Marine Le Pen spent much of Friday fending off controversy over past comments relating to the Holocaust allegedly made by a prominent member of her entourage.
Jean-Francois Jalkh who had only just replaced the French presidential hopeful as Front National (FN) leader, stepped down after an interview he reportedly gave 17 years ago came to light.
In it he is quoted as casting doubt on the reality of the Nazi gas chambers. The comments attributed to Jalkh, which were then published in an article in 2005, cite him as saying that he considered it technically impossible that the gas Zyklon B could have been used in mass exterminations.
According to Le Monde, Jalkh’s interviewer stands by her version and has recorded proof of his comments. The French newspaper also claims Jalkh once attended a ceremony commemorating the death of Marshal Petain, leader of the Vichy collaborationist government.
The row has revived the long-running furore, first sparked 30 years ago when Le Pen’s father called the Nazi gas chambers a “detail” of history, and which continues to beset the Front National.
The presidential candidate defended her short-lived replacement at the helm of the FN. “He is deeply moved by the controversy which he thinks is deeply unfair and will file a legal complaint against these allegations,” Marine Le Pen said.

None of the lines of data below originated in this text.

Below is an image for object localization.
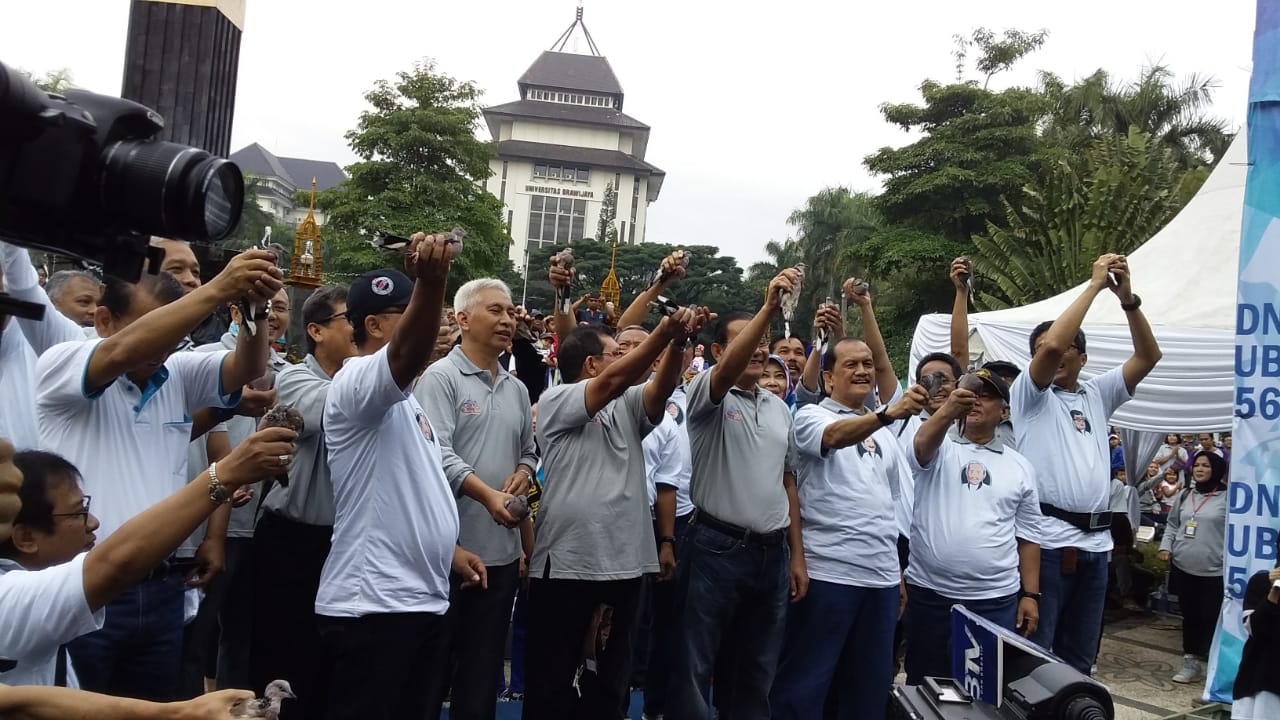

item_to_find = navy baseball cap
[347,268,413,324]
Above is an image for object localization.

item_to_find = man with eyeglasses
[1010,254,1161,674]
[248,286,356,717]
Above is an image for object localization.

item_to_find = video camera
[0,56,244,282]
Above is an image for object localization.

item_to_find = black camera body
[0,64,244,281]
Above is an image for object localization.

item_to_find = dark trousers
[248,512,333,720]
[667,518,791,720]
[422,561,520,720]
[769,580,901,720]
[182,538,253,697]
[522,578,640,720]
[644,512,692,715]
[67,573,186,702]
[1029,547,1111,675]
[902,583,1019,685]
[316,612,444,720]
[1169,564,1222,659]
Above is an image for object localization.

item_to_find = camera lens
[99,140,244,242]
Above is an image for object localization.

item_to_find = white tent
[911,132,1248,433]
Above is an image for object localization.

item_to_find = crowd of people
[0,233,1277,720]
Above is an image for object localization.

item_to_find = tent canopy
[911,133,1248,433]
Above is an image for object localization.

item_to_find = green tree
[972,128,1184,307]
[1041,64,1234,169]
[308,59,511,292]
[595,181,618,243]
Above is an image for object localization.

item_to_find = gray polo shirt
[687,372,796,533]
[413,346,538,565]
[262,355,333,527]
[532,382,660,580]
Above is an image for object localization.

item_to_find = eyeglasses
[50,495,93,527]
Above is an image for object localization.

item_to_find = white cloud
[0,0,1254,264]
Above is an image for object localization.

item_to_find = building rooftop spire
[550,1,600,56]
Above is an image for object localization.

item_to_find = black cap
[982,360,1023,378]
[973,368,1009,402]
[347,268,413,324]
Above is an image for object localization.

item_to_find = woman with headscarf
[1231,530,1280,720]
[1160,452,1228,683]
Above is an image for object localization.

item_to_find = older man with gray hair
[415,278,538,720]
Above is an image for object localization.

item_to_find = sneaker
[1174,655,1204,684]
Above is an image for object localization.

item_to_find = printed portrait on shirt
[417,413,435,442]
[960,462,991,491]
[667,402,685,425]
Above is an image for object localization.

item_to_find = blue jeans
[769,580,900,720]
[902,583,1019,685]
[644,512,692,715]
[67,573,186,702]
[1032,548,1111,675]
[667,519,791,720]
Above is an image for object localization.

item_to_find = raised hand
[404,232,462,282]
[209,249,284,302]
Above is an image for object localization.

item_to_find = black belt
[140,557,197,583]
[1041,502,1114,533]
[689,510,787,547]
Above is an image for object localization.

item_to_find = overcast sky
[0,0,1254,266]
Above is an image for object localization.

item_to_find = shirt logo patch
[369,275,396,295]
[417,413,435,443]
[960,462,991,491]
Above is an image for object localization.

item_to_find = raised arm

Ahead of next weekend’s presidential run-off, Le Pen has been publicly backed by a nationalist candidate who won nearly five percent of the vote in the first round. “I will support Marine Le Pen, I will campaign with her on an enlarged government project,” said Nicolas Dupont-Aignan of Debout La France (“France Stand Up”).
The far-right contender has gone on the offensive this past week, actively seducing supporters of a defeated far-left rival with an aggressively anti-free market, anti-EU message.
Despite calls for voters on both political right and left to block the possibility of Le Pen winning the presidency, Jean-Luc Melenchon – who won the backing of seven million voters in the first round – again refused to explicitly endorse either presidential candidate on Friday. But he gave a strong hint that he would be voting for Macron.
Emmanuel Macron’s enthusiasm for the European Union and pro-business stance have seen him attacked from both far right and left.
On Friday he visited a French village preserved as it was following a wartime massacre that saw almost all its residents murdered by the SS.
“Deciding not to remember is to take the risk of repeating history,” the independent candidate said in Oradour-sur-Glane.
This visit too was attacked by at least one of Le Pen’s supporters. Front National ally and the mayor of Beziers Robert Menard – fined this week for inciting hatred after saying there were “too many Muslims” in local schools – tweeted that Macron in Oradour was “the most abject of distortions”.
Macron remains ahead in the polls – but he is under full frontal assault from Le Pen’s supporters who portray him as a centrist extremist, a champion of uncontrolled globalisation.